# 1/64 oz Jig and Twister



## catch (Feb 11, 2011)

Does anyone remember being able to buy 1/64oz jigs and twister tails together in a 25 or 50 count. They used to come on cardboard single packaged and stapled to the card. I know I used to purchase them years ago but cannot for the life of me remember where from. I want to purchase the whole card.


----------



## stonen12 (May 13, 2019)

Never seen that before but I know mejier sells 1/64 round head jigs in packs For cheap.


----------



## Lewzer (Apr 5, 2004)

Were those the mini foo jigs?


----------



## Lewzer (Apr 5, 2004)

Marks had them on his website. 
https://www.marksbait.com/weldon-mini-foo-and-stealheader-jig-color-and-size-chart.html


----------



## Lewzer (Apr 5, 2004)

You’re close by. Stop by or give him a call.


----------



## catch (Feb 11, 2011)

No they were not mini foos.
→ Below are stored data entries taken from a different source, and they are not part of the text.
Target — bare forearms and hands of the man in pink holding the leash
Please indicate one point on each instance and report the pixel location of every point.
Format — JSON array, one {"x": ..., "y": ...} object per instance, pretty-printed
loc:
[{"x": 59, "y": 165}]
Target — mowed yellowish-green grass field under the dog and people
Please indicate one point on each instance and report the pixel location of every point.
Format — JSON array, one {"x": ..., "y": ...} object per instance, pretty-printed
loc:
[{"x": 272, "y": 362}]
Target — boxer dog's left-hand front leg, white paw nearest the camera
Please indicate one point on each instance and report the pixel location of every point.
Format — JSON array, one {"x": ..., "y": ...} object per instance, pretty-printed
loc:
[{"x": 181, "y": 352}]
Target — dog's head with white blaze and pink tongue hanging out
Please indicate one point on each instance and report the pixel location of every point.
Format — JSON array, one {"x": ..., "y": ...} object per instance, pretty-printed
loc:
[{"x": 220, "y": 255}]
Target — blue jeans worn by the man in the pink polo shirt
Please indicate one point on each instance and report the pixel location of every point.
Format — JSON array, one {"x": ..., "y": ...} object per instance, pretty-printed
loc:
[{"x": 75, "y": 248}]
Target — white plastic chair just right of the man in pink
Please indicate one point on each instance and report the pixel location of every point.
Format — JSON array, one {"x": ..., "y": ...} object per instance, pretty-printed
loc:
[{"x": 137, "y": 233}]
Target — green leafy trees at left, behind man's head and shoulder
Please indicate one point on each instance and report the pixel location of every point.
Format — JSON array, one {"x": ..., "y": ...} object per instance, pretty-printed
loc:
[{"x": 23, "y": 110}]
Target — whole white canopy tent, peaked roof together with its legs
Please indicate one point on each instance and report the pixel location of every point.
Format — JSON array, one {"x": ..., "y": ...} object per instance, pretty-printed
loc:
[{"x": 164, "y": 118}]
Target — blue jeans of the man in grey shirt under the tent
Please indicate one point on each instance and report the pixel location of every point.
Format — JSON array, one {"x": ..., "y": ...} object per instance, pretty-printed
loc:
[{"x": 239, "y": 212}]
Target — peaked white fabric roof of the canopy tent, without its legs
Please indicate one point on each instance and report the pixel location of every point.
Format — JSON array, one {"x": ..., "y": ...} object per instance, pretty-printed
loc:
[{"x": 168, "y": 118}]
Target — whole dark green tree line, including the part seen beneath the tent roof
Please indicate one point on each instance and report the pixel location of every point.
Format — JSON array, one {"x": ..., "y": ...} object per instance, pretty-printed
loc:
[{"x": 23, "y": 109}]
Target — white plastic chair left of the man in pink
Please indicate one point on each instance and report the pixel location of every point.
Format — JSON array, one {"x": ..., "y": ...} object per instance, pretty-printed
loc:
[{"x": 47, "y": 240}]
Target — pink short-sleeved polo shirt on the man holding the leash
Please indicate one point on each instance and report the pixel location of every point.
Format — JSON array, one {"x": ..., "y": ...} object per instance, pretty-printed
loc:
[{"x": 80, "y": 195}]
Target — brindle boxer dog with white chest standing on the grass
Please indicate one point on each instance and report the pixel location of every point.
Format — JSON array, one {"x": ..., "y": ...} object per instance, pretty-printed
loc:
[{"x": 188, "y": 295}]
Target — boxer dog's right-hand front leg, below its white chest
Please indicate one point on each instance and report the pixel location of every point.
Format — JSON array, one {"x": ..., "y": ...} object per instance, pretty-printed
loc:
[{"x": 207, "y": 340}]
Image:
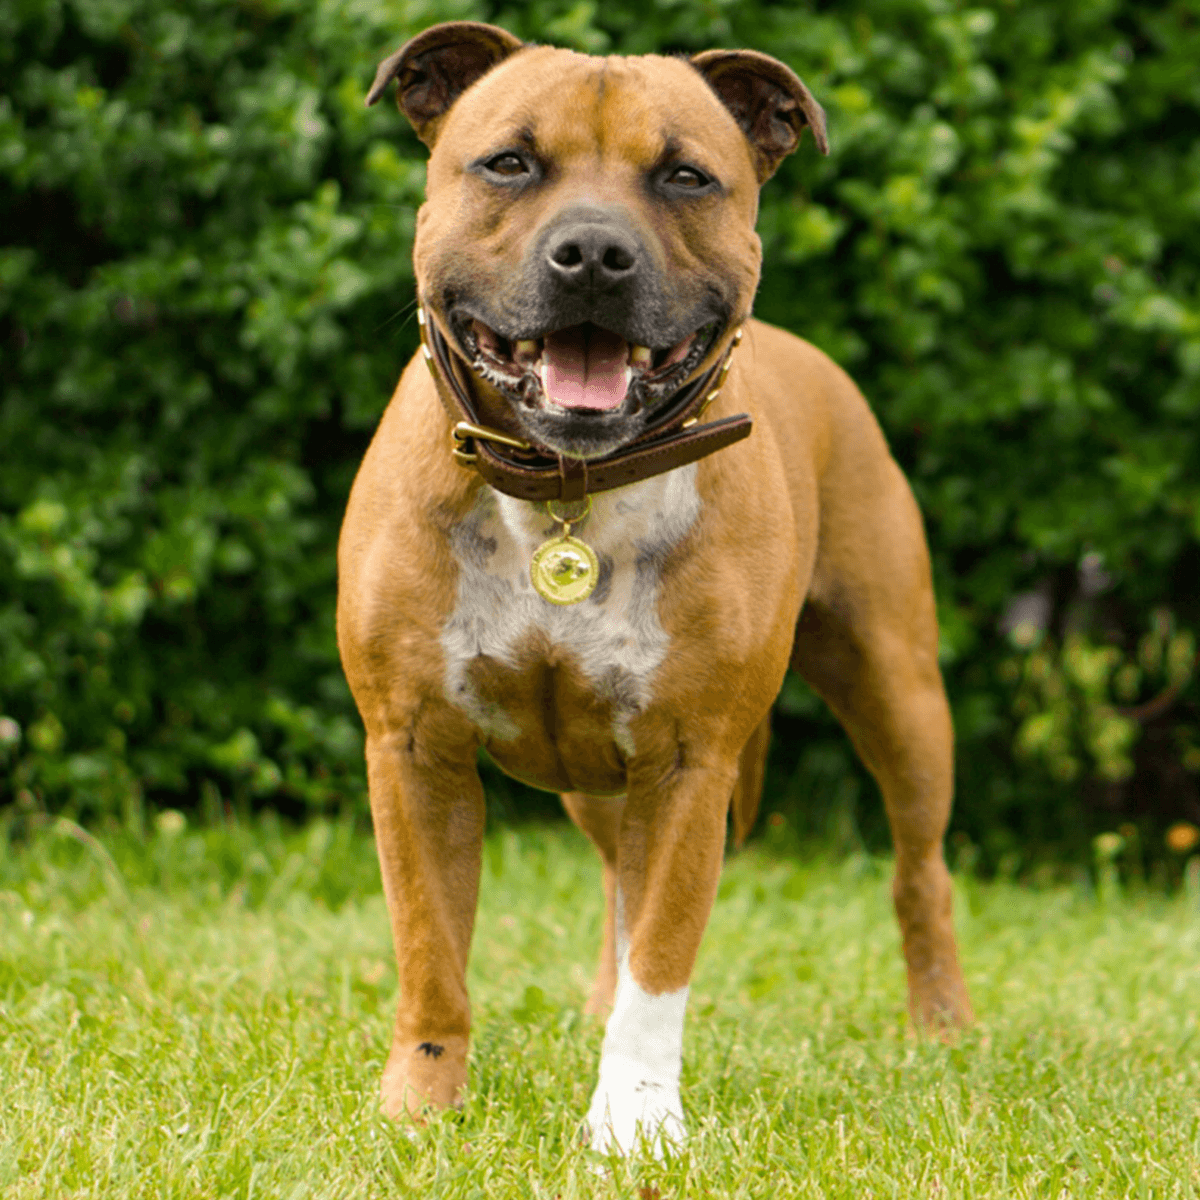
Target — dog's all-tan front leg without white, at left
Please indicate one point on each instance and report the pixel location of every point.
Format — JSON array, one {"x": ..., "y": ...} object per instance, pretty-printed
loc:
[{"x": 429, "y": 821}]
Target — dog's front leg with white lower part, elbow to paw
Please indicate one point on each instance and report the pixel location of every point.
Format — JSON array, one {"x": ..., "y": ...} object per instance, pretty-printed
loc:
[{"x": 673, "y": 839}]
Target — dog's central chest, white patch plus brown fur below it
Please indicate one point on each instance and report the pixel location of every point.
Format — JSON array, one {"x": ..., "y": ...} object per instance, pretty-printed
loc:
[{"x": 554, "y": 688}]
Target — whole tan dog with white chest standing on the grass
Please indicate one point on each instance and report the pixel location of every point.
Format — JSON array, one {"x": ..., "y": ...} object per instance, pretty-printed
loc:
[{"x": 586, "y": 256}]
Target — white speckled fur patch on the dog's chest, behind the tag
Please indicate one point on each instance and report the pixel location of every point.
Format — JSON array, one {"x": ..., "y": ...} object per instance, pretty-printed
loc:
[{"x": 615, "y": 637}]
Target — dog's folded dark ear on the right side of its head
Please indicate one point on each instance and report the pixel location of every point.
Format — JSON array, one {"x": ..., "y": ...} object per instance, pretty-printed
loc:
[{"x": 767, "y": 100}]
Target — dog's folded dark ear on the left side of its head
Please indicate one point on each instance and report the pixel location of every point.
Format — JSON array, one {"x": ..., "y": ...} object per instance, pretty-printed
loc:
[{"x": 436, "y": 68}]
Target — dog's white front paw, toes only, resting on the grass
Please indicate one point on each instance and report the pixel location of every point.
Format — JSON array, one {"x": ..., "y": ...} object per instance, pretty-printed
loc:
[{"x": 631, "y": 1106}]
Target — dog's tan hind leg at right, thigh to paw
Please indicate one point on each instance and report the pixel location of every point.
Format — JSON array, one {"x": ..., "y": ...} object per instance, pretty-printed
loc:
[{"x": 867, "y": 641}]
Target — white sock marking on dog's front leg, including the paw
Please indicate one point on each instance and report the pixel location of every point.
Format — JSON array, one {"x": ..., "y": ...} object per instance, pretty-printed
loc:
[{"x": 637, "y": 1100}]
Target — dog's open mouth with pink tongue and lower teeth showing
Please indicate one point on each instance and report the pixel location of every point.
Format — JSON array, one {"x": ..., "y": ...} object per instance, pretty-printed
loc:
[{"x": 584, "y": 369}]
They were an actual curly tail grub. I will stop in and check with mark.


----------



## asiu118 (Jan 12, 2014)

was working down the road so I stopped in nice people


----------



## Snyd (May 5, 2004)

Catch - I remember only because when I was young my best friends dad had had the cardboard pinned to the wall. He had 4 or 5 cards with different colors on them. I think there was only 12 though not 25. I have not seen them in years.


----------